À propos de l’observation de M. le secrétaire d’État, je voudrais rappeler à tous nos collègues que nous avons obtenu de haute lutte l’organisation par le Sénat d’un débat préalable au Conseil européen. Nous l’avions demandé depuis longtemps, car un tel débat avait lieu dans tous les autres parlements nationaux. En 2005, après que les Français ont rejeté le référendum, le Premier ministre a estimé nécessaire de prendre un certain nombre de mesures, dont celle-ci. Mes chers collègues, nous devons veiller à étoffer notre présence dans l’hémicycle pour montrer que les questions européennes sont au cœur de nos préoccupations.

Le traité de Lisbonne est le premier point à l’ordre du jour du Conseil européen.
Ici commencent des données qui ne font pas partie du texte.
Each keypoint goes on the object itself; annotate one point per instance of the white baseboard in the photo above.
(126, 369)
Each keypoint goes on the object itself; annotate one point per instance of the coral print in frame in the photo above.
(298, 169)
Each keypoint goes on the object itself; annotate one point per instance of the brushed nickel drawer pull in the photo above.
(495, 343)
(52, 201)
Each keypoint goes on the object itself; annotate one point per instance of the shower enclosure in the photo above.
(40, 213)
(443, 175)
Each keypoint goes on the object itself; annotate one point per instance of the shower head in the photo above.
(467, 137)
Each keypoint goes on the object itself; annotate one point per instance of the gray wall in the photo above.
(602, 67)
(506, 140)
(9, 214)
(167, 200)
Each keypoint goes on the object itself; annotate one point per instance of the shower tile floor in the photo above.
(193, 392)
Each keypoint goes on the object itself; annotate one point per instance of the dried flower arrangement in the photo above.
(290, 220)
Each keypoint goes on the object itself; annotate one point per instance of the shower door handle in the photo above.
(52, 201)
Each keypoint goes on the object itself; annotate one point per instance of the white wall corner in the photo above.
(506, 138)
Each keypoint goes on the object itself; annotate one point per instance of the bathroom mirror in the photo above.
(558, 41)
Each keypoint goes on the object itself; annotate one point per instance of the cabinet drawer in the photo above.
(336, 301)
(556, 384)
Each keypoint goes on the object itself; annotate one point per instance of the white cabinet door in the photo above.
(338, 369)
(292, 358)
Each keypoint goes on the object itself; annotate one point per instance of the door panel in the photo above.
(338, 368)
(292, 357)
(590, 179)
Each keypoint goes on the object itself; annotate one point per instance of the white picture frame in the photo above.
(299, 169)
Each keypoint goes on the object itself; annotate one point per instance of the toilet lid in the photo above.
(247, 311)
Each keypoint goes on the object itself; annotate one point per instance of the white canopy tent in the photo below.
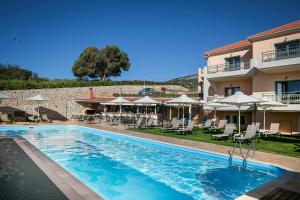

Sur ce sujet, comme l’a indiqué M. le secrétaire d'État, l’horizon s’éclaircit et, désormais, tout laisse espérer une entrée en vigueur rapide du nouveau traité.

Certes, le prix à payer sera la promesse d’une nouvelle dérogation aux règles communes, après celles qui sont déjà garanties à l’Irlande et celles qui figurent dans le traité lui-même pour le Royaume-Uni.

On peut bien sûr le regretter et se demander comment la Cour de justice assurera l’unité d’application du droit de l’Union, puisque la Charte des droits fondamentaux ne s’appliquera pas à tous les États membres.

C’est une préoccupation légitime, mais, en même temps, il faut se rendre à l’évidence. L’Europe à vingt-sept, et bientôt plus, ne pourra pas être une Europe uniforme. Elle comportera plusieurs niveaux d’intégration – c’est d’ailleurs déjà le cas aujourd’hui –, et ses avancées reposeront en partie sur des « coopérations spécialisées » entre États membres, pour reprendre une formule chère à notre collègue Pierre Fauchon. Cela ne veut pas dire que nous aurons une Europe « à la carte », mais ce ne sera pas non plus le menu unique à prix fixe.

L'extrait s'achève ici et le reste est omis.